Allemagne: EON inaugure un site de conversion d'électricité en gaz

© 2013 AFP

— 

Le numéro un allemand de l'énergie EON, qui s'efforce de prendre le virage de la sortie du nucléaire en Allemagne, a inauguré mercredi un site pilote de conversion d'électricité en gaz, en vue de stocker les surplus d'énergie issus des renouvelables.
Le numéro un allemand de l'énergie EON, qui s'efforce de prendre le virage de la sortie du nucléaire en Allemagne, a inauguré mercredi un site pilote de conversion d'électricité en gaz, en vue de stocker les surplus d'énergie issus des renouvelables. — Patrik Stollarz AFP

Le numéro un allemand de l'énergie EON, qui s'efforce de prendre le virage de la sortie du nucléaire en Allemagne, a inauguré mercredi un site pilote de conversion d'électricité en gaz, en vue de stocker les surplus d'énergie issus des renouvelables.

Situé à Falkenhagen (est), ce site «utilise de l'énergie éolienne pour faire fonctionner un système d'électrolyse transformant de l'eau en hydrogène, qui est injecté dans le réseau gazier régional», a précisé le groupe allemand dans un communiqué.

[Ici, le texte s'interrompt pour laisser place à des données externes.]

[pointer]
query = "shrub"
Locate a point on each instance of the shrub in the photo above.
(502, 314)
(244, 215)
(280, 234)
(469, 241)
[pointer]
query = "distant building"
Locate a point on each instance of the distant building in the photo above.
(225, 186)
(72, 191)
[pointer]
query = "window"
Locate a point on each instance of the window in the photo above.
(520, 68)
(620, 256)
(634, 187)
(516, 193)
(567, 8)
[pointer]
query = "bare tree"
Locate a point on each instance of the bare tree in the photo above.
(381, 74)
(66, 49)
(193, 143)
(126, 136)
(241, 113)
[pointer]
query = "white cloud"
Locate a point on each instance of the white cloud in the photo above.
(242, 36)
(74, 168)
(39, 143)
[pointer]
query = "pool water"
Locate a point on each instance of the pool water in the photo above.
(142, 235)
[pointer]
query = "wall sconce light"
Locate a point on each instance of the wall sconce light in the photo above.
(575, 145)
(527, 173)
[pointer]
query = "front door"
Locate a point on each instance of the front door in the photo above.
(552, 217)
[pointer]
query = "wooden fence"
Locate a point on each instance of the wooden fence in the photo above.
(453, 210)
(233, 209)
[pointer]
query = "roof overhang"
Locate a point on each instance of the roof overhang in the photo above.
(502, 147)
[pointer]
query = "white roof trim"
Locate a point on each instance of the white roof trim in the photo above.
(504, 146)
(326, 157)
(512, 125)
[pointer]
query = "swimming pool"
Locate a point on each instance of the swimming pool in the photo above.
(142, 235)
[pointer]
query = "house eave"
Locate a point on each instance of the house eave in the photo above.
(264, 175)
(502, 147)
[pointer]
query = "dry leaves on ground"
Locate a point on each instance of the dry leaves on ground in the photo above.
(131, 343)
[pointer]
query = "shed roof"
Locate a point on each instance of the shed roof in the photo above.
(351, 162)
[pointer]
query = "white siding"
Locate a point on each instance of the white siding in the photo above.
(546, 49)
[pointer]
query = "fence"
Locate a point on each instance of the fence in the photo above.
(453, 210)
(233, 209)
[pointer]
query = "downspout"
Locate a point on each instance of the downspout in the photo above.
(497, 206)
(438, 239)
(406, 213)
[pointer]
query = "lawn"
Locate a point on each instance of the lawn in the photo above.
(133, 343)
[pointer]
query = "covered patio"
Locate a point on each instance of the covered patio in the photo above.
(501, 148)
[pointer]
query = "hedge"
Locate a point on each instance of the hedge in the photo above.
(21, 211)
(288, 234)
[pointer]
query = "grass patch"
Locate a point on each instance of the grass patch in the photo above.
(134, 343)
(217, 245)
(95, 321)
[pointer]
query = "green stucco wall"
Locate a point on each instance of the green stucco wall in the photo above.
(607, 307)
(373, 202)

Dotée d'une capacité de 2 mégawatts, cette installation pourra produire 360 mètres-cube de gaz par heure, est-il ajouté. L'hydrogène ainsi produit intègrera le mix de gaz naturel pour différentes applications telles que le chauffage domestique, les processus industriels, la mobilité ainsi que la production d'énergie.

«Ce projet fait d'EON une des premières sociétés à démontrer que les surplus d'énergie peuvent être stockés dans le réseau gazier en vue d'aider à équilibrer l'approvisionnement face à la demande»,

«Cette méthode de stockage de l'électricité est considérée comme une technologie clé pour la transformation du système énergétique en Allemagne. Elle va limiter le besoin d'éteindre les turbines éoliennes lorsque le réseau électrique est congestionné et nous permettra de mieux maîtriser l'énergie éolienne», a-t-il ajouté.

Après la catastrophe de Fukushima au Japon, l'Allemagne a décidé d'abandonner d'ici dix ans l'énergie nucléaire, et veut porter la part des renouvelables, éolien et solaire en tête, à 80% de la production électrique à l'horizon 2050.

Mais le caractère aléatoire de la production de courant «vert» met au défi les gestionnaires de ce réseau, qui doivent composer avec ces fluctuations pour assurer un approvisionnement constant. Et en cas de forts vents et d'ensoleillement importants, ces sources d'énergie peuvent notamment produire plus d'électricité que nécessaire, occasionnant des pertes.